Why does my enterprise storage need batteries?

There are two fundamental characteristics that every user expects from their Enterprise Storage:

  1. It should be highly available.
  2. It should never lose your data.

Neither of these things have anything to do with performance, or with snapshot features, or with price.   In fact competitive comparisons usually presume that every vendor has got those two aspects  right.   They are presumed to be present in every product (and they need to be!).

You could argue that they are two ways to talk about the same thing, but I would argue that availability and data integrity need to be thought of separately.  Let me explain:

One aspect of protecting data integrity versus high availability that is often misunderstood, is the difference between what looks like an internal UPS and what is in reality a cache battery.   The IBM SVC and the IBM XIV are great examples of this.   Both include off the shelf UPSs, and while these UPSs help with availability (by allowing these products to ride out brown outs or momentary building power loss), that is not their primary job.

IBM SVC Nodes each with a Battery Backup Unit

Their job is in fact to guarantee data integrity.   This is because despite the vast amount of money spent on building power, there is no way that an Enterprise storage vendor can presume that any buildings power can be trusted implicitly.    There is always the risk that power will fail, for all sorts of reasons, most of them human.   I have seen UPS protected data centers grind to a halt because the building manager forgot to check the diesel tank levels.  I was in a major banking data center which went dark and stayed dark for many hours when a  house electrician did something phenomenally stupid while switching between building power feeds.   These things happen.  You can engineer your building all you like, Enterprise Storage vendors need to always  follow the X-Files rule:   Trust No One.

IBM XIV Gen3 UPS Units

But what does power loss have to do with data integrity?   The answer is that practically every piece of Enterprise Storage out there uses DRAM to hold cache data;  data that the client thinks has been written to disk (hardened in engineer speak) but is in fact only present in server memory (normally in a least two places for redundancy).   If the power goes away, that data needs to be stored somewhere safe or it will be lost…  and we don’t want to lose data (especially data the client thinks is actually on disk!).

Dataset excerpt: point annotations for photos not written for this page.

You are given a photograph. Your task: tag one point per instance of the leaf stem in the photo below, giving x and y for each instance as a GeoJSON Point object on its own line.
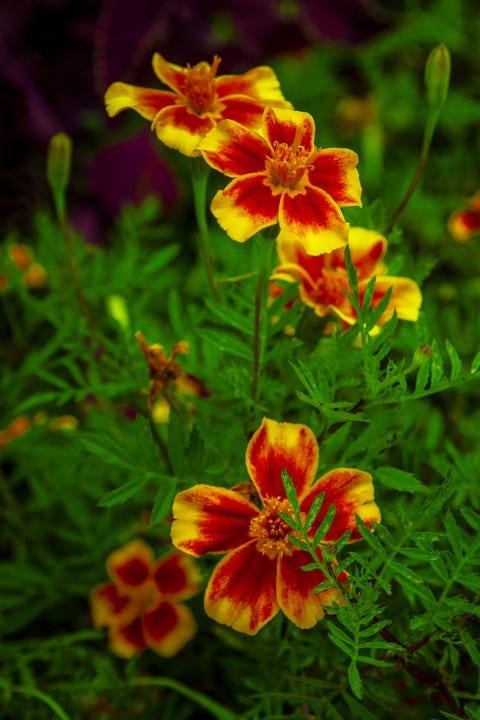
{"type": "Point", "coordinates": [200, 173]}
{"type": "Point", "coordinates": [260, 296]}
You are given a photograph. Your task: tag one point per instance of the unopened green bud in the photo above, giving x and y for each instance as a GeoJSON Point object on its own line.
{"type": "Point", "coordinates": [437, 77]}
{"type": "Point", "coordinates": [59, 157]}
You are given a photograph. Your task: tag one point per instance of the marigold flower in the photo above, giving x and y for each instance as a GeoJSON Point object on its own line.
{"type": "Point", "coordinates": [261, 572]}
{"type": "Point", "coordinates": [167, 377]}
{"type": "Point", "coordinates": [322, 278]}
{"type": "Point", "coordinates": [19, 426]}
{"type": "Point", "coordinates": [464, 223]}
{"type": "Point", "coordinates": [142, 606]}
{"type": "Point", "coordinates": [197, 101]}
{"type": "Point", "coordinates": [281, 177]}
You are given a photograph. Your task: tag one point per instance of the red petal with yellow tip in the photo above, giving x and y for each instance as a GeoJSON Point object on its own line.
{"type": "Point", "coordinates": [291, 127]}
{"type": "Point", "coordinates": [127, 640]}
{"type": "Point", "coordinates": [352, 492]}
{"type": "Point", "coordinates": [234, 150]}
{"type": "Point", "coordinates": [245, 207]}
{"type": "Point", "coordinates": [130, 567]}
{"type": "Point", "coordinates": [210, 519]}
{"type": "Point", "coordinates": [314, 220]}
{"type": "Point", "coordinates": [241, 592]}
{"type": "Point", "coordinates": [168, 627]}
{"type": "Point", "coordinates": [260, 82]}
{"type": "Point", "coordinates": [281, 446]}
{"type": "Point", "coordinates": [177, 576]}
{"type": "Point", "coordinates": [146, 102]}
{"type": "Point", "coordinates": [180, 129]}
{"type": "Point", "coordinates": [109, 607]}
{"type": "Point", "coordinates": [334, 170]}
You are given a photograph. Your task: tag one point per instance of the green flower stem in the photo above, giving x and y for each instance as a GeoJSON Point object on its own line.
{"type": "Point", "coordinates": [427, 140]}
{"type": "Point", "coordinates": [200, 172]}
{"type": "Point", "coordinates": [260, 297]}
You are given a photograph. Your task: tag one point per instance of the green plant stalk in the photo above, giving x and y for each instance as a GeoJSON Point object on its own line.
{"type": "Point", "coordinates": [260, 297]}
{"type": "Point", "coordinates": [427, 140]}
{"type": "Point", "coordinates": [200, 173]}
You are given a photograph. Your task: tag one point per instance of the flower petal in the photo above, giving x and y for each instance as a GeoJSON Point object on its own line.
{"type": "Point", "coordinates": [260, 82]}
{"type": "Point", "coordinates": [295, 591]}
{"type": "Point", "coordinates": [313, 219]}
{"type": "Point", "coordinates": [180, 129]}
{"type": "Point", "coordinates": [234, 150]}
{"type": "Point", "coordinates": [406, 298]}
{"type": "Point", "coordinates": [177, 576]}
{"type": "Point", "coordinates": [290, 127]}
{"type": "Point", "coordinates": [108, 607]}
{"type": "Point", "coordinates": [352, 492]}
{"type": "Point", "coordinates": [146, 102]}
{"type": "Point", "coordinates": [334, 170]}
{"type": "Point", "coordinates": [210, 519]}
{"type": "Point", "coordinates": [170, 74]}
{"type": "Point", "coordinates": [131, 566]}
{"type": "Point", "coordinates": [367, 249]}
{"type": "Point", "coordinates": [168, 627]}
{"type": "Point", "coordinates": [245, 110]}
{"type": "Point", "coordinates": [126, 640]}
{"type": "Point", "coordinates": [245, 206]}
{"type": "Point", "coordinates": [281, 446]}
{"type": "Point", "coordinates": [462, 224]}
{"type": "Point", "coordinates": [241, 592]}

So we protect that data using built-in battery units.  Sometimes all you see is the battery, sometimes you see what looks like a UPS.   Sometimes the necessary equipment is totally hidden from you, but I assure you it is there.  In every case that battery protection is there to protect your data, to ensure it is never lost.  And while those battery backup units may make your storage more available, that is not its first job in life.

What about other products?

  • The Storwize V7000 Control Enclosure has batteries that slot into each of the power supplies.  You cannot see them from the outside but here is a nice picture of where they hide:
    Storwize V7000 Battery Unit

    Storwize V7000 Battery Unit slotting into the power supply

  • The DS8000 has multiple redundant batteries located at the bottom left of the rack (from the front).  In this InfoCenter image they are labelled as item 4.

    DS8000 Battery Units are item 4

  • According to the EMC VNX data sheet found here, the VNX contains:  “Battery backup to allow for an orderly shutdown and cache de-staging to vault disks in the event of a power failure”.
  • According the EMC VMAX data sheet found here, the VMAX contains batteries to guarantee data integrity.  The term data integrity is used several times in this respect.
  • The HP 3PAR has battery backup units described here whose function is to the let the controllers “save cached write data in the event of a power failure”.   You can see them as item 3 in this HP diagram of a P10000:

    HP 3PAR P10000

One mistake that some vendors made in earlier designs was to use a battery backup unit to keep the data in memory active by effectively providing a second source of power to the cache.   In other words, rather than write cache data out to internal disk when the power went away, the data stayed alive in cache, powered by battery.   The IBM DS6800 used this method, which meant that once the batteries were fully discharged (which took about 3 days), the contents of cache were lost.  You didn’t want your data center to experience unplanned power loss and then remain without power for more than three days.  Of course by that point you had probably gone to your DR plan and that cached data was no longer needed, but it is a design aspect that is no longer favoured for this reason.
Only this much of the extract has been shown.